A tractable case of NNs in function space.
1 Neural Network Gaussian Process
For now: See Neural network Gaussian process on Wikipedia.
The field sprang from the insight (Neal 1996a) that in the infinite limit, random neural nets with Gaussian weights and appropriate scaling asymptotically approach certain special Gaussian processes, and there are useful conclusions we can draw from that.
More generally, we might consider correlated and/or non-Gaussian weights and deep networks. Unless otherwise stated, though, I am thinking about i.i.d. Gaussian weights and a single hidden layer.
In this single-hidden-layer case, we get a tractable covariance structure.

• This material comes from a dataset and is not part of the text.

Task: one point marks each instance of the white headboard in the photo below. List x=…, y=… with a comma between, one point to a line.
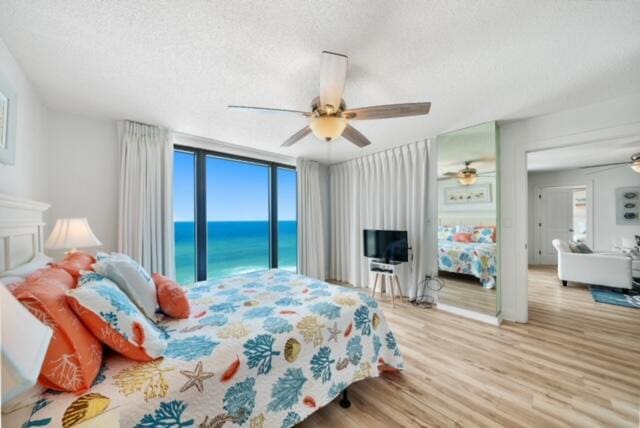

See NN kernels.
2 Neural Network Tangent Kernel
NTK? See Neural Tangent Kernel.
3 Implicit regularization
Here’s one interesting perspective on wide nets (Zhang et al. 2017) which looks rather like the NTK model, but is it? To read.

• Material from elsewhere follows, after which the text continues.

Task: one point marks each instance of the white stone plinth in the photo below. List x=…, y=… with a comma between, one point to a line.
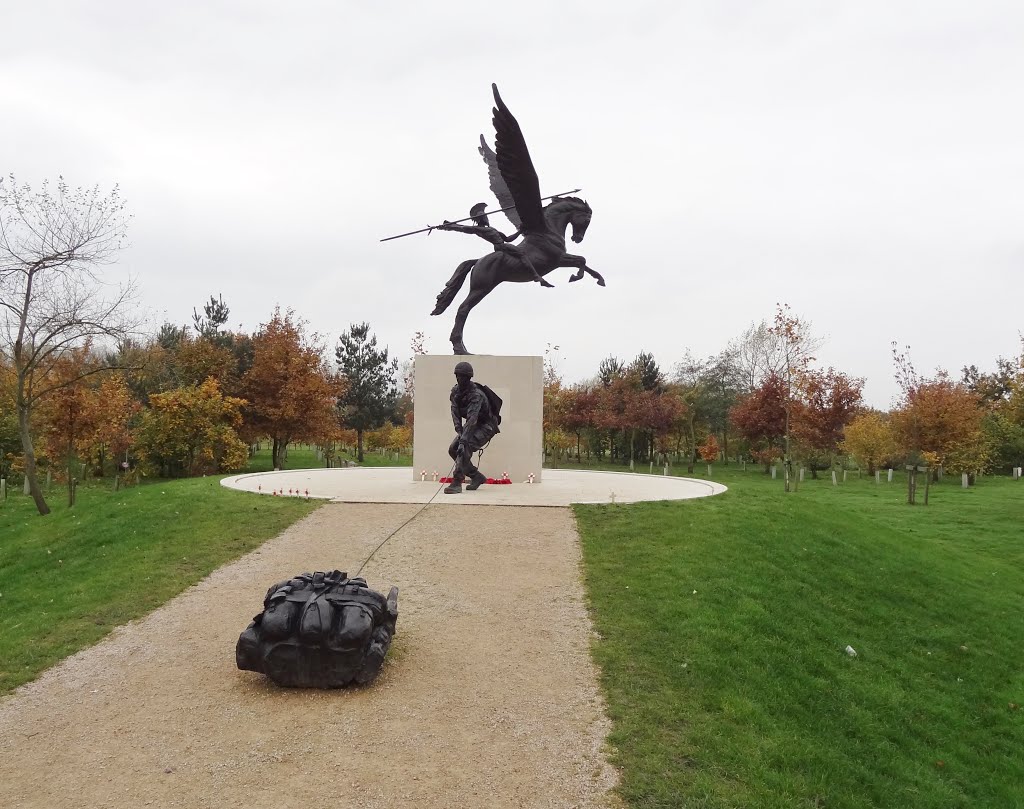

The effective capacity of neural networks is large enough for a brute-force memorisation of the entire data set.
Even optimisation on random labels remains easy. In fact, training time increases only by a small constant factor compared with training on the true labels.
Randomising labels is solely a data transformation, leaving all other properties of the learning problem unchanged.
[…] Explicit regularisation may improve generalisation performance, but is neither necessary nor by itself sufficient for controlling generalisation error. […] Appealing to linear models, we analyse how SGD acts as an implicit regulariser.
4 Dropout
Dropout is sometimes presumed to simulate from a certain kind of Gaussian process out of a neural net. See Dropout.
5 As stochastic DEs
We can find an SDE for a given NN-style kernel if we can find Green’s functions \(\sigma^2_\varepsilon \langle G_\cdot(\mathbf{x}_p), G_\cdot(\mathbf{x}_q)\rangle = \mathbb{E} \big[ \psi\big(Z_p\big) \psi\big(Z_q \big) \big].\) Russell Tsuchida observes: if you set \(G_\mathbf{s}(\mathbf{x}_p) = \psi(\mathbf{s}^\top \mathbf{x}_p) \sqrt{\phi(\mathbf{s})}\), where \(\phi\) is the pdf of an independent standard multivariate normal vector is a solution.